Fat Find
Molecules in myelin quell inflammation
Lipids compose the bulk of myelin, yet proteins have commanded the bulk of researchers’ attention in the search for factors that underlie autoimmune responses in multiple sclerosis. However, a study published on June 6 in Science Translational Medicine might ratchet up interest in the fatty molecules, as it describes anti-inflammatory lipids associated with myelin that relieve MS symptoms in mice.
Lipids compose 70% of myelin, the casing that protects axons and helps them conduct messages—and that disintegrates as MS develops. Yet “the field of lipids in multiple sclerosis has been neglected,” says Edward Hogan, an emeritus neurologist and lipid biochemist at the Medical University of South Carolina in Charleston. “The reason that’s the case is that they are so damn hard to work with.”
Whereas proteins are relatively easy to manufacture by forcing single-celled organisms such as yeast and bacteria to produce them, lipids must be synthesized—often by laborious chemical techniques—or purchased. Furthermore, lipid studies require expertise and techniques that are not readily available in most labs.
In the past few years, however, improvements in lipid mass spectrometry and new tools such as lipid arrays have made working with lipids easier, and researchers have begun to take a closer look at their role in MS. In a 2006 study, Lawrence Steinman, a neuroimmunologist at Stanford University School of Medicine, and Stanford colleague William Robinson, along with other team members, identified autoantibodies that target lipids in the cerebrospinal fluid (CSF) of people with MS and in mice with experimental autoimmune encephalomyelitis (EAE), an animal model of the disease (Kanter et al., 2006, and “Animal Arsenal”). In this new work, the duo and their colleagues further characterized the lipid targets of autoantibodies in MS and EAE—and they’ve discovered anti-inflammatory lipids in the mix.
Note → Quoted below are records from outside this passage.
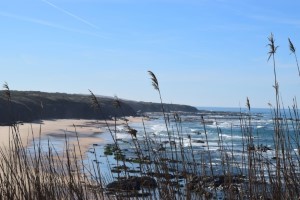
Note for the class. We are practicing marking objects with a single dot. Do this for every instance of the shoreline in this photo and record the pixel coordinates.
(86, 131)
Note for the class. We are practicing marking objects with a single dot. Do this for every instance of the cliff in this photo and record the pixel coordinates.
(28, 106)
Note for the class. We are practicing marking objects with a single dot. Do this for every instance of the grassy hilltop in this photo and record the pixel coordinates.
(32, 105)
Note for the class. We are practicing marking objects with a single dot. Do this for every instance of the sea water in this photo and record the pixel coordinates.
(219, 131)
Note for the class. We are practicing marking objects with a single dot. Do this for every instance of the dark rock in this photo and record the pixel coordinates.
(27, 106)
(132, 183)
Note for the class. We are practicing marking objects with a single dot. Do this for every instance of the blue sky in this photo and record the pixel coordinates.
(204, 52)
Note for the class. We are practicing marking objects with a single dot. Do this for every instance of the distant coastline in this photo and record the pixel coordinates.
(27, 106)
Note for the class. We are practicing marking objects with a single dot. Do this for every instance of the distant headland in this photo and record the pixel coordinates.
(28, 106)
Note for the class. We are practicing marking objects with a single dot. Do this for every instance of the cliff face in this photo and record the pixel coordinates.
(31, 105)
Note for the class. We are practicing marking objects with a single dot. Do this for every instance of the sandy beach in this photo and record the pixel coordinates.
(86, 130)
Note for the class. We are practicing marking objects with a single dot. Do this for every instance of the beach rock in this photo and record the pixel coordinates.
(132, 183)
(128, 184)
(198, 141)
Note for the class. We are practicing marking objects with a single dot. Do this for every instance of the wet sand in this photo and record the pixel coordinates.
(87, 131)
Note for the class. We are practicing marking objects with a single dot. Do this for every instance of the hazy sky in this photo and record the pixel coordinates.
(203, 52)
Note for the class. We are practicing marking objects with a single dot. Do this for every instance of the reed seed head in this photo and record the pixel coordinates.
(292, 48)
(154, 80)
(272, 46)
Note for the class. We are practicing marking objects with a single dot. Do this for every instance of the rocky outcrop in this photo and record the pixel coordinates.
(28, 106)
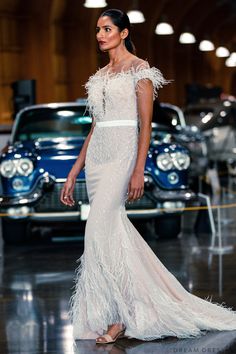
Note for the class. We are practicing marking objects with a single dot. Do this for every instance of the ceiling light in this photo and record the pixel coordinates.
(233, 56)
(187, 38)
(95, 3)
(222, 52)
(136, 16)
(231, 61)
(206, 45)
(164, 28)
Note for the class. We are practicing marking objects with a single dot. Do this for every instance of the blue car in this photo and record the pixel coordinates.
(44, 144)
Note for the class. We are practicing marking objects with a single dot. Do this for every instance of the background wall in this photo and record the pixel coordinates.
(53, 41)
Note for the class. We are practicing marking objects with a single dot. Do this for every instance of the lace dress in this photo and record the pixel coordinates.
(119, 278)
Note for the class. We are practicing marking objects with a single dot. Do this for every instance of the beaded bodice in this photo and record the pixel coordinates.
(112, 96)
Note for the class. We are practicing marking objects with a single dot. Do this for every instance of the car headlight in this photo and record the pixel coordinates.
(22, 167)
(168, 161)
(181, 160)
(8, 168)
(164, 162)
(25, 167)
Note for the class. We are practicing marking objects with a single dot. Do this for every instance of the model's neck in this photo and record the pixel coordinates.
(117, 55)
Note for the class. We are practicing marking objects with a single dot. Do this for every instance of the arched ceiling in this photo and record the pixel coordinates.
(215, 18)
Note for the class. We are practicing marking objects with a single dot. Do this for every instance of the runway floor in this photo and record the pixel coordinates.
(36, 282)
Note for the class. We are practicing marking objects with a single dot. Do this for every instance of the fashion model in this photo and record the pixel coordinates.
(121, 286)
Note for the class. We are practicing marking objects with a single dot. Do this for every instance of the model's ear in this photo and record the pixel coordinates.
(124, 33)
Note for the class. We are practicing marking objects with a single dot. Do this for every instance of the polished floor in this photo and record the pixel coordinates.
(36, 282)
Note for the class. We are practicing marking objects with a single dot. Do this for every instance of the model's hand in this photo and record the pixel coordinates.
(136, 186)
(67, 192)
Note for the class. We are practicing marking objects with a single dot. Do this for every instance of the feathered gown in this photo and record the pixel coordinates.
(119, 278)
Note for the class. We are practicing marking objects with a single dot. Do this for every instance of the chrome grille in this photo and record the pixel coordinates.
(51, 200)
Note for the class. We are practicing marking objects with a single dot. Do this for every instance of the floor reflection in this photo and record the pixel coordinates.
(36, 284)
(216, 343)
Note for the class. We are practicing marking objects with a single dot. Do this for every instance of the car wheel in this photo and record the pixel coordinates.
(168, 226)
(14, 232)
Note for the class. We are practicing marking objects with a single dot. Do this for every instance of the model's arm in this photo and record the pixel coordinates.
(145, 109)
(68, 188)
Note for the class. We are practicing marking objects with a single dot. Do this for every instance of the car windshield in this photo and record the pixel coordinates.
(198, 116)
(208, 118)
(165, 116)
(47, 123)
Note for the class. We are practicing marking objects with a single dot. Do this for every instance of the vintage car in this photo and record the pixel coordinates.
(216, 119)
(45, 142)
(171, 120)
“This is a promising study that opens up the field of the roles of lipids in multiple sclerosis,” Hogan says.
In the new study, Steinman and Robinson’s team tested more than 50 lipids that exist in the brain and identified 17 that react with autoantibodies in the CSF of individuals with MS (n = 33), people with other neurological disorders (n = 26), and healthy controls (n = 5)—as indicated by a high degree of binding and thus fluorescence. Then they divided the CSF samples into three groups based on binding potency. Half of the MS group and three controls contributed the most strongly fluorescent cluster; conversely, the majority of the controls and only five of the MS samples fell into the weakest cluster.
The team identified several lipids with particularly strong reactivity in the MS group. Within that subset, they zeroed in on one lipid, PGPC, which is closely related to the oxidized form of a phospholipid called phosphatidylcholine. The brain contains large quantities of phosphatidylcholine, and antibodies to its oxidized version have been detected in brain lesions, making PGPC particularly interesting. The researchers expected that the lipids, if injected into mice with EAE, would cause an immune response and worsen the animals’ paralysis. To their surprise, the exposure had the opposite effect. Lipid injection alleviated the mice’s symptoms; it also dampened T cell activation and reduced levels of proinflammatory cytokines. These observations suggest that PGPC calms inflammation.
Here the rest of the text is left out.